As young dental students in the early 1980s, we were taught that during invasive dental procedures, dentists, by causing tissues to bleed, were inadvertently introducing harmful oral microbes, namely specific strains of streptococcus, into our patient’s bloodstream. This transient bacteremia, by traveling to and lodging in porous structures such as artificial heart valves and prosthetic joints could theoretically cause infection in certain at-risk individuals.

Around the mid 20th century, the dental profession, feeling a sense of both professional and legal responsibility to protect these patients from potentially life-threatening conditions such as infective endocarditis, adopted generally accepted guidelines regarding antibiotic prophylaxis. Based largely on expert opinion at the time, this seemed like a sensible and prudent measure. Though not a precise science, the list of underlying risk factors requiring antibiotic premedication prior to dental treatment was extensive. But things have changed.

Evolution

Since the 1950s there has been a progressive reduction in the use of antibiotics for the prevention of infection following dental treatment. Compared to previous guidelines, there are currently only a few medical conditions for which antibiotic prophylaxis is required.

Heart Conditions

In 2007, The American Heart Association published a revised guideline for the prevention of infective endocarditis, concluding that, “IE prophylaxis for dental procedures is reasonable only for patients with underlying cardiac conditions associated with the highest risk of adverse outcome from IE.” Included are patients with prosthetic heart valves, and those with a previous episode of IE.

Prosthetic Joint Replacements

Likewise, following a careful review in 2014 of the scientific literature, a consensus was reached by a combined panel of dentists and orthopedic surgeons stating that there is no correlation between dental procedures and prosthetic joint infections. Accordingly, current guidelines from both Canadian and American Dental Associations state that in general, routine antibiotic prophylaxis is not indicated for dental patients with total joint replacements.

So why this change?

Rationale

Despite being largely based on expert opinion, the rationale for antibiotic prophylaxis was never a precise science, containing both ambiguities and inconsistencies. Current recommendations stem from three main principles:

1) Evidence-based

The evidence linking bacteremia associated with dental procedures is largely circumstantial, with no existing controlled studies on the efficacy of antibiotic prophylaxis prior to treatments. The collective published evidence indicates prevention for an exceedingly small number of individuals.

2) Risk

The administration of prophylactic antibiotics is not risk-free and often outweighs the benefit for most patients. Adverse effects such as allergic reactions can be potentially life threatening.

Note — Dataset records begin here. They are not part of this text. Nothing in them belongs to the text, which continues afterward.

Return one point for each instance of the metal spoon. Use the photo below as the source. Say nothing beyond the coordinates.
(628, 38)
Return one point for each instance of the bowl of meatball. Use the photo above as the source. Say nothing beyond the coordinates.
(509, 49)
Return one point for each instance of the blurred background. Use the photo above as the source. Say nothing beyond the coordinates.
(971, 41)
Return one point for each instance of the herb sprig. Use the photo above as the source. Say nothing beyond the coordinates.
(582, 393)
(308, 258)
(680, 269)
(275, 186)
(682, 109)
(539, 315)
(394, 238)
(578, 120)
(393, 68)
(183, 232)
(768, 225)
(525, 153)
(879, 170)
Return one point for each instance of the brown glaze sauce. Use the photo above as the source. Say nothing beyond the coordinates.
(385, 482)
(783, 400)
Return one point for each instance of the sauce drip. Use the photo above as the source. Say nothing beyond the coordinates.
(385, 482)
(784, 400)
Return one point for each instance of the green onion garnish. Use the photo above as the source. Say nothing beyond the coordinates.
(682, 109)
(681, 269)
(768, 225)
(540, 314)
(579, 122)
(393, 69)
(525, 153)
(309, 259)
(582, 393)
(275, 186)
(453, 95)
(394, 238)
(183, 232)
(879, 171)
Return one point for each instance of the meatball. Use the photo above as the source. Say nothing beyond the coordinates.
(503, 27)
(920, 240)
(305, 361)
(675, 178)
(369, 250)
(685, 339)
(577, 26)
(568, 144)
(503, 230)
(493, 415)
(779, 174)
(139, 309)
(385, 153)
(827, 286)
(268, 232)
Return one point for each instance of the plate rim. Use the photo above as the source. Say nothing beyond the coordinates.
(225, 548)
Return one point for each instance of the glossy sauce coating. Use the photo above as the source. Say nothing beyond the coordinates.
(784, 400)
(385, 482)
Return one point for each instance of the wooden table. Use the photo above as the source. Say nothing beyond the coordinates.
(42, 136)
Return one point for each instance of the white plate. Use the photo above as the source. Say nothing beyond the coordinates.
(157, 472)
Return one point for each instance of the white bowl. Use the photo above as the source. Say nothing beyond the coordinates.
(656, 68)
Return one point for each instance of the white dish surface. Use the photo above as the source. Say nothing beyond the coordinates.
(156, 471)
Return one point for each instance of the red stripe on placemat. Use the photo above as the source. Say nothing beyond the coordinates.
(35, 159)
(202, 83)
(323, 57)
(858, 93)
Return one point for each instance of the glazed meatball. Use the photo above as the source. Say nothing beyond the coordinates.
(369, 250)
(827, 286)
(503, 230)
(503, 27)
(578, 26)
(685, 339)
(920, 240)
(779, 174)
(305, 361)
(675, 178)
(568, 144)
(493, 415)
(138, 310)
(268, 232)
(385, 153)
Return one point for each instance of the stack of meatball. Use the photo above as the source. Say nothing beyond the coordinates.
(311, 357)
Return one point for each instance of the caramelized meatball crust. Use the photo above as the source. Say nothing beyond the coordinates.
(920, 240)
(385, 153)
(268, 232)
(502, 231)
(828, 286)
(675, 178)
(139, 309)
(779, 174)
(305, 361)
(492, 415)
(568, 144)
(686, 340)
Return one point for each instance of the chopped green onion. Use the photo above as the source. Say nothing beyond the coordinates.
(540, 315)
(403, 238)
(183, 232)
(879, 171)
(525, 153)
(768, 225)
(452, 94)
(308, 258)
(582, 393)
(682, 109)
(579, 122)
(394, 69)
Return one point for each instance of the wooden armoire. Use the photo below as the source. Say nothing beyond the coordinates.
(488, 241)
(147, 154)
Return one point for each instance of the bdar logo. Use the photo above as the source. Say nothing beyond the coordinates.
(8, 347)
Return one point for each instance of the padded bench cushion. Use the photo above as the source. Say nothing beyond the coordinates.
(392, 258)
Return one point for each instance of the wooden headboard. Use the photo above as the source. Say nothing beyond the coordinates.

Additionally, the widespread use and over prescription of antibiotics promotes the emergence of resistant bacteria, including those likely to cause the very same targeted conditions.

3) Common Sense
Back to dental school in the early ‘80s. Why, wondered this student, would the same concern regarding oral microbes not apply when at-risk individuals caused their gums to bleed during routine daily activities like chewing or brushing? Was flossing a potentially lethal activity? Something seemed intrinsically wrong. The AHA concluded that bacteremia resulting from everyday activities was more likely to cause infective endocarditis than dental procedures. Theoretically, at-risk patients would require lifelong antibiotics which is unwarranted and impractical. Sensibly, increased emphasis should be placed on improved oral hygiene and access to dental care for vulnerable individuals.

Confusion/Conclusion
Despite a shift in philosophy regarding antibiotic prophylaxis and dentistry, some dentists and medical doctors create confusion for their patients by basing treatment on outdated guidelines. People with underlying cardiac conditions and joint replacements should not hesitate to discuss this subject with clinicians in order to make the best-informed decision. Perhaps encourage them to get back to class!


Dr. Mark Grossman is a practicing dentist and likes to take a bite out of nonsense when it comes to dental issues.